The topic is politically sensitive. A U.S. move to limit NATO's role in the south, where the alliance has taken its heaviest casualties over the past two years, could be seen by the allies as implying U.S. superiority. It could be seen in the same light as Gates' comments to the Los Angeles Times in January about the NATO allies not being as well trained as US forces to fight an insurgency. Those remarks were seen in some European capitals as a slap, which Gates said was not his intent.
A new twist may be added with Bush's decision to nominate Gen. David Petraeus, the top U.S. commander in Iraq, to head Central Command, which is responsible not only for U.S. operations in Iraq but also Afghanistan. Petraeus will have a chance to air his views on the troop-command issue in the south when he testifies at his Senate confirmation hearing, possibly before the end of May.

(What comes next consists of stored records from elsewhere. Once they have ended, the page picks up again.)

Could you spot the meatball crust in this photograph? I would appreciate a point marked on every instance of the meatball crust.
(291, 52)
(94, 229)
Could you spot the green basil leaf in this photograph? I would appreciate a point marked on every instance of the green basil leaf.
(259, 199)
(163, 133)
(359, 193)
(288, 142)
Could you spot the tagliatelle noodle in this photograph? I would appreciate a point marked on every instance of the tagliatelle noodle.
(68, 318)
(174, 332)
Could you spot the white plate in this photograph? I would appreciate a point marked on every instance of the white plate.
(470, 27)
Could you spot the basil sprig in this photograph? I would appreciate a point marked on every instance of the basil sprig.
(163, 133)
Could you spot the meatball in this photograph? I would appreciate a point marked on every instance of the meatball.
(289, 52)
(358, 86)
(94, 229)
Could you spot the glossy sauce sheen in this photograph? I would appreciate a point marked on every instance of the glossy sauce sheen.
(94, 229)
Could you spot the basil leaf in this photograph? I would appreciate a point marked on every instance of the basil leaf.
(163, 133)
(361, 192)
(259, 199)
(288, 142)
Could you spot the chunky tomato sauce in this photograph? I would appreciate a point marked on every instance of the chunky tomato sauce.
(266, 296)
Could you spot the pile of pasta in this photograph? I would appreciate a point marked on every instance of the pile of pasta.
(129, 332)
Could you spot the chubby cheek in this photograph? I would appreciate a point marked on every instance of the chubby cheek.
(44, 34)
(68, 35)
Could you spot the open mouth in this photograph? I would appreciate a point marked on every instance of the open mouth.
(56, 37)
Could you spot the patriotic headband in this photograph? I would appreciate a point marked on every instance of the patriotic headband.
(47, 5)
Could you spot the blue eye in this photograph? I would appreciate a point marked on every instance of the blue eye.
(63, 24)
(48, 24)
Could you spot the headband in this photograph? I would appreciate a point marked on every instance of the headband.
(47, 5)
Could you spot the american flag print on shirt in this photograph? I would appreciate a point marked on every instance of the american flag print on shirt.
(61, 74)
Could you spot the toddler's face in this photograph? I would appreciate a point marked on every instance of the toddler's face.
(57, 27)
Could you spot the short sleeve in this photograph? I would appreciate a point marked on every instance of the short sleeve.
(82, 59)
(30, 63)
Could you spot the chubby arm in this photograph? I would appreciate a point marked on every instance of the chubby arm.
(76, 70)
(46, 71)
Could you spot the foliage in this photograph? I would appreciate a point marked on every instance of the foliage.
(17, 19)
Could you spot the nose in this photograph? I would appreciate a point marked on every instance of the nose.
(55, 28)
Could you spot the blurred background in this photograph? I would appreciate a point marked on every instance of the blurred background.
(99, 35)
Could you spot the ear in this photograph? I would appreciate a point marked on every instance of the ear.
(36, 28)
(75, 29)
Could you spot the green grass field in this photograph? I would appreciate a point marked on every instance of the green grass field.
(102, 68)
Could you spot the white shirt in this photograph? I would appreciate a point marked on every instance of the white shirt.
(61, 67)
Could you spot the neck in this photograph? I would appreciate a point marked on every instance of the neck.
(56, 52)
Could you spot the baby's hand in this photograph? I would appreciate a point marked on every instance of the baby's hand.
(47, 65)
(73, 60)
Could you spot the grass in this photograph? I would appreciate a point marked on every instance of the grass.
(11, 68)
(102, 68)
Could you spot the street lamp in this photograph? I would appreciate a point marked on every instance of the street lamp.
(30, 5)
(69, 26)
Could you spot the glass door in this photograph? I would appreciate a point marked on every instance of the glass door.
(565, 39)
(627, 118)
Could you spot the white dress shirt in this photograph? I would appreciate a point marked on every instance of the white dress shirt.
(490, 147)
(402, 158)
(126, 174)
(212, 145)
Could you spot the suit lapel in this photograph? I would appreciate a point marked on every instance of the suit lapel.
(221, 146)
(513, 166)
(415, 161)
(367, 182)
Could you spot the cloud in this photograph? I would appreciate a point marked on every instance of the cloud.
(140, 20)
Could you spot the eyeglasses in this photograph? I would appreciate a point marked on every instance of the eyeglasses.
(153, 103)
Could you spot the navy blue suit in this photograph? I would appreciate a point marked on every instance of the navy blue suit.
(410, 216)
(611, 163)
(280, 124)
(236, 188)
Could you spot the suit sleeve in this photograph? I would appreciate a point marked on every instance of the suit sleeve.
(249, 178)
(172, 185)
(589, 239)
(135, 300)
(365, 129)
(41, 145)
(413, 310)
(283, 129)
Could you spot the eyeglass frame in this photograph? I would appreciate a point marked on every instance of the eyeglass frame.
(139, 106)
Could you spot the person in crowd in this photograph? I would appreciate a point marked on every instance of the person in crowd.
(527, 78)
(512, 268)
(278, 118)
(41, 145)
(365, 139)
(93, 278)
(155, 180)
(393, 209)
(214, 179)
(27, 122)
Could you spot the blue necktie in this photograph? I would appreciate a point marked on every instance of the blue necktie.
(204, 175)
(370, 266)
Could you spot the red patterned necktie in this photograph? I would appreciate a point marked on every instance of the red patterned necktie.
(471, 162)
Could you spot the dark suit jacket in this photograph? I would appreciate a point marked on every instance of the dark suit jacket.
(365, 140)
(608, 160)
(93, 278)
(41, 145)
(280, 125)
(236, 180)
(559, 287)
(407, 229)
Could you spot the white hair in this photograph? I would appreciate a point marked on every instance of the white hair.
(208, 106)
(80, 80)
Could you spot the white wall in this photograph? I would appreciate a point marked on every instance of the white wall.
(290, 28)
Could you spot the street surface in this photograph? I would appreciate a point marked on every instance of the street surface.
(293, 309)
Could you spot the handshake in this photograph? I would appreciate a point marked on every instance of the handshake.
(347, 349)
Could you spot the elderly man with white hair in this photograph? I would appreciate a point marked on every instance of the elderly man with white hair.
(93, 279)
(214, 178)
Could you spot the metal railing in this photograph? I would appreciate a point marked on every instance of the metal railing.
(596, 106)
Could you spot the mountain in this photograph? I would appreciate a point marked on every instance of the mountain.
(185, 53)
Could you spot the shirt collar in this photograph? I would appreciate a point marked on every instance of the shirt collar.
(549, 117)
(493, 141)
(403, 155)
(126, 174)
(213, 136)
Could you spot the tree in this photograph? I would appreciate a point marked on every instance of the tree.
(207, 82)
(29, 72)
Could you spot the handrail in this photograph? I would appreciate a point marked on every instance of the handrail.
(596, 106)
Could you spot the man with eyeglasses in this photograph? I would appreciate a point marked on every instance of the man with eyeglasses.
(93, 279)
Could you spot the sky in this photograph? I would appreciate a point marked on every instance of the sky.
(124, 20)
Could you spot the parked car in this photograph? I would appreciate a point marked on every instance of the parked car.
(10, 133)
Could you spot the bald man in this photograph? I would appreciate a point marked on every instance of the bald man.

David Barno, a retired Army lieutenant general who commanded US forces in Afghanistan from October 2003 to May 2005, says the U.S. command structure is not being used to its full potential. He said in congressional testimony April 2 that the U.S. two-star headquarters at Bagram air base north of Kabul, the capital, is capable of "a broad counterinsurgency fight all across southern Afghanistan."
In an interview Monday, Barno said the Europeans did not get what they expected when NATO agreed to extend its reach in 2006 from the less-volatile north and west into the south, where it looked then like a mission focused more on economic reconstruction and humanitarian aid than on combat.
"NATO came into Afghanistan under one set of expectations and now is faced with a very different reality, and that's not playing well politically at home -- not terribly well with many of the governments but even less well with the populations in many countries," Barno said.
Among the NATO nations fighting in the south are Canada, Britain, the Netherlands and Denmark. A Canadian general is commander of the southern region now and he is scheduled to be replaced by a Dutch general later this year, part of a rotational pattern that Barno and some senior Pentagon officials believe gives the commander and his staff too little time on the ground to be fully effective.